Waiting Room Giggles
Getting Milly to an appointment is now pretty easy. I just don’t tell her. I might need to get her up a bit earlier, with some sensible excuse, but other than that, it’s best she has no idea or she’ll fret. Then, before we need to leave, I tell her that our lovely doctor has offered her an appointment for a check-up of some description that will make sense to her. If she panics, which is becoming less often, I trivialise and waffle on about how amazing the NHS is, despite all the cuts, and how wonderful our GP is to think of her when they have a cancellation. “Should I have said no?” I ask, looking concerned. “Good heavens, no! I’m very lucky.” Respect works wonders!
So these days, we actually love a waiting room. We get the giggles far too often - usually because of the chaos of clinics or the way nurses call out names we can’t quite make out.
And when Milly’s asked a question that seems a little tricky, she’ll glance at me for reassurance, and I’ll grin or wink, and just like that… it becomes fun again.
And we can’t stop repeating lines from Tony Hancock’s The Blood Donor. It makes me smile, just at the thought of her joy.
“A pint? That's very nearly an armful!”
“I came here in all good faith, to help my country.”
“It might be just a smear to you but mate, but that’s life and death to some poor wretch!”
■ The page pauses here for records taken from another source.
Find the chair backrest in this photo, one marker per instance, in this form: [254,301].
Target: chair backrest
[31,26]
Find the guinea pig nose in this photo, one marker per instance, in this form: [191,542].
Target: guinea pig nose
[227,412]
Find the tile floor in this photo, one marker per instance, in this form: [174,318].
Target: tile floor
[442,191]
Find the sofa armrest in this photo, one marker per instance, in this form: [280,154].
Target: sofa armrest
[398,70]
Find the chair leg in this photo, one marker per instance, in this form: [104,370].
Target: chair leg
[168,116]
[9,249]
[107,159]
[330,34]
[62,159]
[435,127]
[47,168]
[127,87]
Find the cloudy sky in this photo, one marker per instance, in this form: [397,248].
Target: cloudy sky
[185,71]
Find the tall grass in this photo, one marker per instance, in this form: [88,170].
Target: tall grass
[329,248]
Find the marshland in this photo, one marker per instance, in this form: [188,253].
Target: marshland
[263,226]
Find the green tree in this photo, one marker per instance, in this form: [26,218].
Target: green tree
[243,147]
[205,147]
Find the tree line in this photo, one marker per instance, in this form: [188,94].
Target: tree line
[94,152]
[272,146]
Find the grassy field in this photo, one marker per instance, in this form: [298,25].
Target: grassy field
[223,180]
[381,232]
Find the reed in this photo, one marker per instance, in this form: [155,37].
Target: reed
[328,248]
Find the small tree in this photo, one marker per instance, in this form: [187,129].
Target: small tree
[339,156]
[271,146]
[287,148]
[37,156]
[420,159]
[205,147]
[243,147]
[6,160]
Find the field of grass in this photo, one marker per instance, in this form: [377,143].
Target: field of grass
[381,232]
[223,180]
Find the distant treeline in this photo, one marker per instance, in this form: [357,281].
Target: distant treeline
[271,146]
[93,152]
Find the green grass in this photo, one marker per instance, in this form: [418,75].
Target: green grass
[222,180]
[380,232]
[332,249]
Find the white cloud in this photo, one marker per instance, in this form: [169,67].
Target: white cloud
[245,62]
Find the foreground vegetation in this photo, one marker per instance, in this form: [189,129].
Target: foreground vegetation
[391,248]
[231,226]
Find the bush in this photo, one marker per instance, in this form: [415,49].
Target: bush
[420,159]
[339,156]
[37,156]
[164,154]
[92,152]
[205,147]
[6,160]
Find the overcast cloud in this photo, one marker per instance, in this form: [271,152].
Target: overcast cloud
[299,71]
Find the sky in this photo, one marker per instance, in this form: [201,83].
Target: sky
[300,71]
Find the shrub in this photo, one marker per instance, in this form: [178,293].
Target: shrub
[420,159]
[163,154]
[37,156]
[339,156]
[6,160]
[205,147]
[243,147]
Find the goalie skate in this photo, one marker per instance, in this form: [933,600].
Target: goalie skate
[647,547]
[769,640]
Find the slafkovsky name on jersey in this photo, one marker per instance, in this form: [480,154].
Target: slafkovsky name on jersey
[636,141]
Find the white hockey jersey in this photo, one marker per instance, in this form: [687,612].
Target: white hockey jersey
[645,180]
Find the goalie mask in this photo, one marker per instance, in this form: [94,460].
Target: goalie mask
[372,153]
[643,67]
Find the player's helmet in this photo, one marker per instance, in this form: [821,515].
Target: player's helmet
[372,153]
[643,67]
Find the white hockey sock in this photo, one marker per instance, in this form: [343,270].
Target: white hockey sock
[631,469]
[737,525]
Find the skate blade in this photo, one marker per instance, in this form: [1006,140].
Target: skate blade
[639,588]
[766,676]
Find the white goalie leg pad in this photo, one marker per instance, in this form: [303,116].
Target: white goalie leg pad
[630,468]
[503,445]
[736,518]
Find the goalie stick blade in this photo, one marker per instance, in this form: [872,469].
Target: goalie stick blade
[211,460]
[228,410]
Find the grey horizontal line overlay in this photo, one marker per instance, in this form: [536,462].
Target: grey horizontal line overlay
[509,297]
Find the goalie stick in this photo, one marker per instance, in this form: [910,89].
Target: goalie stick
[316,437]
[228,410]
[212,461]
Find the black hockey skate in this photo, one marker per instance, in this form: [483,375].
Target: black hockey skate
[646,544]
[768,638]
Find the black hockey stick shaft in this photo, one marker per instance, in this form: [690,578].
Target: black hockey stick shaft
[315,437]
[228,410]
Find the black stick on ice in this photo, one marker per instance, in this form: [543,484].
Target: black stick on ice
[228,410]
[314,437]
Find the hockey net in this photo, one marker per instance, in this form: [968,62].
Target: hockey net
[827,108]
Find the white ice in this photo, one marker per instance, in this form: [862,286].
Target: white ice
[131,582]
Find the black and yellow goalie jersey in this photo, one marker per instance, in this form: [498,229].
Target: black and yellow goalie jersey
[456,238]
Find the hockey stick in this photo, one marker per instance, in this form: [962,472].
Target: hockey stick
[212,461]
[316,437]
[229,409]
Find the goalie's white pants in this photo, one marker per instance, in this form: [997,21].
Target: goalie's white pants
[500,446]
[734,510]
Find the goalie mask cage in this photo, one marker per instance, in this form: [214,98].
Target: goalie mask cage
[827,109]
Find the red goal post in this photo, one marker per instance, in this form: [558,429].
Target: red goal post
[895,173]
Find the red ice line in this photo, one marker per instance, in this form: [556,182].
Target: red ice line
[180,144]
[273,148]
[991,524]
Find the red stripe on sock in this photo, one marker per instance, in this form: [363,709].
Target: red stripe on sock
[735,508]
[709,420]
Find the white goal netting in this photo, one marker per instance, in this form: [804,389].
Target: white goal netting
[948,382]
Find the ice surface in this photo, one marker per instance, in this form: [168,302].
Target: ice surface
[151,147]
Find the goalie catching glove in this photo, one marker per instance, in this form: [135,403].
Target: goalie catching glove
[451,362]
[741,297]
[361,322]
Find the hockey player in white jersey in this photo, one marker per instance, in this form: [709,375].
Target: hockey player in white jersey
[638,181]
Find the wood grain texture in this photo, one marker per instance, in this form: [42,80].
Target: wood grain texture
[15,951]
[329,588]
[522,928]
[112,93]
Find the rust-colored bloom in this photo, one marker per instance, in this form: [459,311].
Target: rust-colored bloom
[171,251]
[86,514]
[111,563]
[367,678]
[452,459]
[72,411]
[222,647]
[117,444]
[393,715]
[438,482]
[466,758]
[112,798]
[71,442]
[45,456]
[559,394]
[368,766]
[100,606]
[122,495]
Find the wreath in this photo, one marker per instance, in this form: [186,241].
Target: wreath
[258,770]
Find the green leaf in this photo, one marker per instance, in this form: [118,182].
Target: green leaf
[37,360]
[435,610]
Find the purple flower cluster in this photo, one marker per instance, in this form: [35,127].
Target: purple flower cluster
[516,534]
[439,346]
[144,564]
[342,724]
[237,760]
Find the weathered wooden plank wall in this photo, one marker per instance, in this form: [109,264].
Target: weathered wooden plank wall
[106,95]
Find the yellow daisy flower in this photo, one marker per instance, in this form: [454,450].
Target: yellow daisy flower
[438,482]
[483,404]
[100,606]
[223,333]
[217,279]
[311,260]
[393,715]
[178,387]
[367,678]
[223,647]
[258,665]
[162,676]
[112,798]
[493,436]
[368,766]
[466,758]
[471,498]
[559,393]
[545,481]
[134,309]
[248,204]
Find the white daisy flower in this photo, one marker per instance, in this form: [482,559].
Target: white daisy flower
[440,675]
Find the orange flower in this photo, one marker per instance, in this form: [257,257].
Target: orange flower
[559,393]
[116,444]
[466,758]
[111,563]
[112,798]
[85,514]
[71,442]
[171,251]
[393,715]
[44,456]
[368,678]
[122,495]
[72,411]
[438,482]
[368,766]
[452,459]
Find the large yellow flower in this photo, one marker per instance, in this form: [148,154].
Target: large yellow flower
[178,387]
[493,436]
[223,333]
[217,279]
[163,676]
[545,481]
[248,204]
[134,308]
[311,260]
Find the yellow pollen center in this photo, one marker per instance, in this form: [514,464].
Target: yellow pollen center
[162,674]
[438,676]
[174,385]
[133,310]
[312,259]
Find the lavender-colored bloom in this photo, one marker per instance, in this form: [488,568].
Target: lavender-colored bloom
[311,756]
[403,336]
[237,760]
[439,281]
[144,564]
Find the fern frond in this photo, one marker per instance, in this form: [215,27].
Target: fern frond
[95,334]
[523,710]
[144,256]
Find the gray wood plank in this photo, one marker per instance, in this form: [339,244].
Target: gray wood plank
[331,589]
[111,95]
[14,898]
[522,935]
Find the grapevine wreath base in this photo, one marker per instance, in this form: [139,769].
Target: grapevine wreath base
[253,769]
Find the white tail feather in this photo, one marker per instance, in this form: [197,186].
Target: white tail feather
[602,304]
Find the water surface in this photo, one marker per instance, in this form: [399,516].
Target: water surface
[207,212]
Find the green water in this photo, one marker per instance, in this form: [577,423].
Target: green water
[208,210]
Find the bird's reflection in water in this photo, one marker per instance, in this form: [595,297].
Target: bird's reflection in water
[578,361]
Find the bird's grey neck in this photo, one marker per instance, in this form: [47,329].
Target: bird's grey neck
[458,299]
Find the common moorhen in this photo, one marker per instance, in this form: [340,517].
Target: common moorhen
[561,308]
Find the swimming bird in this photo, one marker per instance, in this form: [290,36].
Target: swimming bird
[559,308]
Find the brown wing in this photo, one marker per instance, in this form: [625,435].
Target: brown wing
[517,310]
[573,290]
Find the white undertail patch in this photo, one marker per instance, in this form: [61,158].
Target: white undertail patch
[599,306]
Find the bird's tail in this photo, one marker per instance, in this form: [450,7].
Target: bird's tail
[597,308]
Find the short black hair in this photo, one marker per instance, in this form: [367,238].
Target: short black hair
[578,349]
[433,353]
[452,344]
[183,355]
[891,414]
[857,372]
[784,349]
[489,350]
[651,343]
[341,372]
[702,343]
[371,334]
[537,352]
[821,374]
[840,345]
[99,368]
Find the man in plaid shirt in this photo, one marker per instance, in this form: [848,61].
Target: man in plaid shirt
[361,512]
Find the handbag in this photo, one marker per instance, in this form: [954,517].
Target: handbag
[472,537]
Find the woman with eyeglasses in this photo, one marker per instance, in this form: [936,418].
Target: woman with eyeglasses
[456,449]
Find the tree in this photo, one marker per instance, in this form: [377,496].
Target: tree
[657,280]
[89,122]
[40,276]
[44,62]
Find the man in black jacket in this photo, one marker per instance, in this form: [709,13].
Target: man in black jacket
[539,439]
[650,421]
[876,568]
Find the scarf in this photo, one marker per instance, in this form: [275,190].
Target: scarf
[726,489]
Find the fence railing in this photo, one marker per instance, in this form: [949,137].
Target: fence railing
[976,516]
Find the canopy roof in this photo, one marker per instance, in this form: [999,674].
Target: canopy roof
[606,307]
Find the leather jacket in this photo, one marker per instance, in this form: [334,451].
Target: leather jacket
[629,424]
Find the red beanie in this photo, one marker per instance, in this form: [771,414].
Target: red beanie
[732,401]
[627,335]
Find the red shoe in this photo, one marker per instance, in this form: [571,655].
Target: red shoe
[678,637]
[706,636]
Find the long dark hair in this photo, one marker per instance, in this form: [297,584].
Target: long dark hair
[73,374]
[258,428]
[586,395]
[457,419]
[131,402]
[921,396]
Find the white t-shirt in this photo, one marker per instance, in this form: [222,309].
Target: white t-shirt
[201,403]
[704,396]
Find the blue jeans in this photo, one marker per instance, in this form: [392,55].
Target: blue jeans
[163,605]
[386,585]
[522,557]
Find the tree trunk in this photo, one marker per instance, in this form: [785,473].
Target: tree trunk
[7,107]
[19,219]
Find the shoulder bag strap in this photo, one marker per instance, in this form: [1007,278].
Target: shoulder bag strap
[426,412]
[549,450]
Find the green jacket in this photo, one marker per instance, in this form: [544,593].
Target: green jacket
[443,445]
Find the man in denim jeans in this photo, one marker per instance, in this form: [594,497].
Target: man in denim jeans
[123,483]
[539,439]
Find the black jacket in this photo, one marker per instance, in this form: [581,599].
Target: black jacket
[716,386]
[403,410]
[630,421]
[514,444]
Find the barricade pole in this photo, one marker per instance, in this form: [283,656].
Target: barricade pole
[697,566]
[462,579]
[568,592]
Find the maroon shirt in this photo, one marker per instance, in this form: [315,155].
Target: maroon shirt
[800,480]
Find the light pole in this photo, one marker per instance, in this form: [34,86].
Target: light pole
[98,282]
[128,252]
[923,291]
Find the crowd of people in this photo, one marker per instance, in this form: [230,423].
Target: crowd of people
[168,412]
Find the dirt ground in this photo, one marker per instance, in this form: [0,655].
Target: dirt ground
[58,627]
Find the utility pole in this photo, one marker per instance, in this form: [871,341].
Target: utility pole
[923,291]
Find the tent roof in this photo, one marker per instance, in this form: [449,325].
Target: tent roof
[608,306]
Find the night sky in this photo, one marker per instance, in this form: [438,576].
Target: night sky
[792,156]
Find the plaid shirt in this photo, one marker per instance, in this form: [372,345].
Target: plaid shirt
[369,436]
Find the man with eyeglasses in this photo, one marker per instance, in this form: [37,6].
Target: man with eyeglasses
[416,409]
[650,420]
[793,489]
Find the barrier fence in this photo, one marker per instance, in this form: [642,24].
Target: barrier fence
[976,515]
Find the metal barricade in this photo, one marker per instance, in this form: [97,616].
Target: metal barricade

“Well, that's that then. I'll take my tea and biscuits now!”
Lessons from Milly
Milly has taught me so much. Maybe because I’m an ex-nurse - and someone who can get a bit anxious about ‘what next’ - I sometimes forget to see the person in front of me. But Milly rarely does. She’s always been respectful and gracious, commenting on a receptionist’s lovely smile, a nurse’s beautiful name, or a doctor’s busy clinic.
Perhaps she’s a little less able now, as she spends more time inside her own head, but when I encourage her with kindness, her warmth and grace still shine through. Although she is definitely less inhibited, and if she perceives someone to be rude or patronising - it can be embarrassing. That’s another story, but she tells it like it is!